Parmi eux, la tête de liste MR Jacqueline Galant semble la mieux placée, les libéraux ayant terminé à la seconde place voici 5 ans avec une avance relativement confortable.

Pour Écolo et le cdH, en revanche, ce sera moins évident. Ces deux-là se tiennent dans un mouchoir de poche. En 2009, Écolo avait réalisé le 3 escore de la circonscription.

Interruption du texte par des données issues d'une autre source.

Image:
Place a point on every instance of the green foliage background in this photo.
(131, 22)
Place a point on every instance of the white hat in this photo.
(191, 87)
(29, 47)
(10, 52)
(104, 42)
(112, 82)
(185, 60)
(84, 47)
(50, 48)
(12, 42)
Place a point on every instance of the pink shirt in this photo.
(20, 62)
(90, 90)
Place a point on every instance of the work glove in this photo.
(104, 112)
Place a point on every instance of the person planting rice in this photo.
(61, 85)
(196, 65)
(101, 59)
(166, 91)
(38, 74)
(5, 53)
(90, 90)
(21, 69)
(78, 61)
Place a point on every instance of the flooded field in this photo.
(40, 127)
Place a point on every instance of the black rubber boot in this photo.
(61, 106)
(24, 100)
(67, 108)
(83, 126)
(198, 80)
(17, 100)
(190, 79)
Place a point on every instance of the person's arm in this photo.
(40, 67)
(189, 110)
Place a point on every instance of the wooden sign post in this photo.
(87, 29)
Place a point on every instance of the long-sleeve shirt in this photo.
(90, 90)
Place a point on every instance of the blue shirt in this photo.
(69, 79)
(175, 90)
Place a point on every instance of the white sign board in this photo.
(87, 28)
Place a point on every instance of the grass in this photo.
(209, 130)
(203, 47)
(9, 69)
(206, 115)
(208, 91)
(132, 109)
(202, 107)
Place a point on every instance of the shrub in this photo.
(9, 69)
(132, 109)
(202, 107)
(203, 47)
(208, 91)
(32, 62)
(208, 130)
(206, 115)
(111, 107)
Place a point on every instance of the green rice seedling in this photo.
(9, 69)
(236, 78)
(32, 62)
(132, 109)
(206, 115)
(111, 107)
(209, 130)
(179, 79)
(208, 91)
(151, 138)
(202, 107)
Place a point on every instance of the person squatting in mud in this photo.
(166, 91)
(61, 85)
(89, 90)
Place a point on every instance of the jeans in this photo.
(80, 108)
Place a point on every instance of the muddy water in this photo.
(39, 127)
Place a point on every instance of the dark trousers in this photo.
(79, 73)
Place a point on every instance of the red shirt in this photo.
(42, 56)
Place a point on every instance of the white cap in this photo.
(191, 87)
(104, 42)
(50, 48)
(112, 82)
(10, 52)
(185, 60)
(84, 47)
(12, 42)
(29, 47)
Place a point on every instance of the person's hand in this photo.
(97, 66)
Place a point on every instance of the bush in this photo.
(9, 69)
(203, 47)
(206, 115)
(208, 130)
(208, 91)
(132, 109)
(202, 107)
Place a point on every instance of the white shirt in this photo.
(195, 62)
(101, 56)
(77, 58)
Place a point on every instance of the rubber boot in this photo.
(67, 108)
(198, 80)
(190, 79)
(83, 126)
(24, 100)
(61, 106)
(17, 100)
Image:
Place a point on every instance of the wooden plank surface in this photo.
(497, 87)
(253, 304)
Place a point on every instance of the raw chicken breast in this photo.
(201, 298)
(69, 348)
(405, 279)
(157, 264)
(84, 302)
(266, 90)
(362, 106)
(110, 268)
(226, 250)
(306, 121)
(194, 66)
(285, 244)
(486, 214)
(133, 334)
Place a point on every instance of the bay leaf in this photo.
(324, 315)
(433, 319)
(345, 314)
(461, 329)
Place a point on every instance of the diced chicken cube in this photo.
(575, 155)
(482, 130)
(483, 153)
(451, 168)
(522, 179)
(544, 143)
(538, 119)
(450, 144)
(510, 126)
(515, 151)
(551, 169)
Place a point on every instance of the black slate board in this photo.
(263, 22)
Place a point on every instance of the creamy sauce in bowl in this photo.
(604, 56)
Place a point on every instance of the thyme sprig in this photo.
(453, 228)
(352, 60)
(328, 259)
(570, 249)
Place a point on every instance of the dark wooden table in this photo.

Mais le Vert Manu Disabato réussira-t-il à limiter la casse pour un parti qu'on annonce en perte de vitesse ? D'autant que les humanistes bénéficient cette fois d'un avantage certain : la position de ministre de leur tête de liste, Carlo Di Antonio, qui a remplacé Benoît Lutgen à l'Agriculture et aux Travaux en cours de législature.

La reconversion économique grâce à Mons 2015?

Et ça passe avant tout par un changement d'image radical : celle d'une région sinistrée où il n'est pas intéressant d'investir, une région marquée par la gréviculture et à la réputation aussi noire que ses terrils.

Pour ce faire, les Montois ont décidé de passer par la culture et les investissements artistiques et touristiques.

Désignée capitale culturelle européenne pour 2015, Mons espère tirer profit économiquement de cette opportunité qui coûtera tout de même 70 millions.

Seulement, comme le disent les politiques du coin, cet argent ne servira à rien si les résultats positifs de Mons 2015 ne sont pas pérennisés.

C'est tout l'enjeu de la législature wallonne et communautaire à venir en ce qui concerne la cité du Doudou : fortifier son économie, créer des emplois, attirer les investisseurs. Comme l'a fait sa voisine Lille dans les années qui ont suivi son titre de capitale culturelle en 2004.